Shortly after midnight, in the early morning of Black Saturday, the U.S. informed NATO that it “may find it necessary within a very short time” to attack Cuba. At noon, a U-2 flight over Cuba was shot down, killing the pilot. On all sides, war — potentially nuclear war — seemed likely, if not inevitable.
But that night, Kennedy made the most important presidential decision in history: He accepted an offer from Soviet leader Nikita Khrushchev to remove the U.S. missiles in Italy and Turkey in return for the removal of the Soviet missiles in Cuba. But the U.S. part of the bargain was kept secret from Americans. The administration maintained that Kennedy had forced the Soviets to give in, giving them nothing.
That was, of course, more than frightening enough. But here’s the rest of the story.
On October 27, a U.S. Navy ship participating in the blockade dropped depth charges on a Soviet submarine. It was only discovered years later that not only was the submarine armed with nuclear torpedoes, but also was out of radio contact with the Soviet government and believed that the war had begun. The captain wanted to use the torpedoes, which almost certainly would have led to the U.S using nuclear weapons in response. However, according to Soviet protocol, the torpedoes could only be launched with the approval of all three officers aboard. One of them refused.
The U.S. also had no idea that in addition to the missiles, the Soviets had brought tactical nuclear weapons to Cuba and the troops on the ground had received permission to use them against a U.S. invasion without further authorization from Moscow. This, too, would have led to a U.S. nuclear response and Armageddon. McNamara first learned this when attending a Havana conference organized by Blight and Lang in 1992, on the 30th anniversary of the crisis. McNamara had also come to believe by Black Saturday that an invasion might be necessary. Blight and Lang report that McNamara turned pale and was temporarily speechless as he listened to an aged Soviet general describe the existence of the tactical nuclear weapons. When he spoke, it was to ask the translator to repeat himself.

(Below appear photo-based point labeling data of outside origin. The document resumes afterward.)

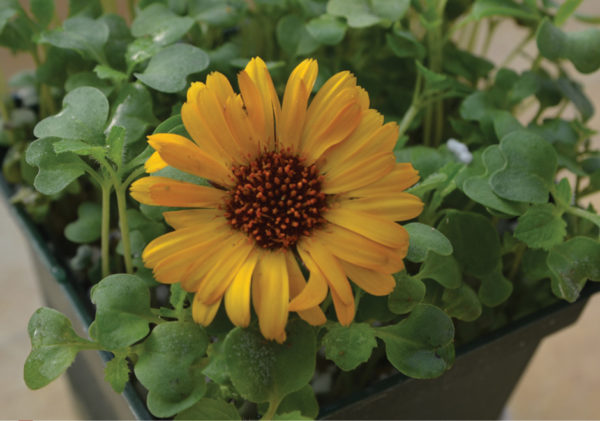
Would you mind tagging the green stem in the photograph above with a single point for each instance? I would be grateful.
(270, 414)
(120, 191)
(105, 229)
(517, 50)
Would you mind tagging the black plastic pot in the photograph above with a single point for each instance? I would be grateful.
(477, 387)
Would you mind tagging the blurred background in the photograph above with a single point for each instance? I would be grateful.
(561, 382)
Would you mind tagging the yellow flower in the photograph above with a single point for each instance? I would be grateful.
(292, 184)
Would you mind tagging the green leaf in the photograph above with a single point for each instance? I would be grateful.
(349, 346)
(572, 264)
(168, 69)
(116, 372)
(79, 148)
(160, 24)
(122, 310)
(55, 171)
(495, 288)
(530, 168)
(357, 12)
(132, 110)
(106, 72)
(462, 303)
(486, 8)
(303, 400)
(83, 117)
(390, 9)
(424, 238)
(82, 34)
(404, 44)
(542, 226)
(420, 346)
(43, 10)
(54, 346)
(443, 269)
(115, 141)
(565, 11)
(264, 371)
(86, 228)
(475, 241)
(326, 29)
(209, 409)
(293, 37)
(167, 367)
(407, 294)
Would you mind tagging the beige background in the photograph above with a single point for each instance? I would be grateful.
(562, 381)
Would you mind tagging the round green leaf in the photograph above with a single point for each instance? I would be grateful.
(264, 371)
(542, 226)
(407, 294)
(529, 171)
(54, 347)
(162, 25)
(122, 310)
(462, 303)
(349, 346)
(209, 409)
(572, 264)
(166, 367)
(169, 68)
(83, 117)
(420, 346)
(424, 238)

Castro, too, had his preconceptions shattered at the conference. He had come to believe that the Kennedy administration was determined to invade Cuba again, nuclear weapons or not, and this time crush its young government and society. Cuba’s only choice was either to accept its destruction, or be destroyed and take America with it. Castro had therefore written a telegram to Khrushchev that arrived on October 27, beseeching him to use the Soviet Union’s full nuclear might against the U.S. if an invasion took place. But this was all wrong, McNamara told Castro: After the Bay of Pigs, Kennedy had decided that another invasion attempt was foolish.
So in the end, we’re not here to think about the 56th anniversary of Black Saturday because of our overweening military might, or because we forced our adversaries to bend to our will. It’s just the opposite, plus an extraordinary run of serendipitous flukes.
But what we can be sure of is that if people like Trump and Bolton had been in charge in 1962, then today there would be no discussion of the INF treaty — because there would be no treaty and no one to discuss it. It’s also certain that on our current trajectory, the day will come when the world will face a similar crisis. That time we won’t get the same roll of the dice. The hard reality of the Cuban missile crisis is that, as Blight and Lang put it, “either we put an end to nuclear weapons, or they will put an end to us.”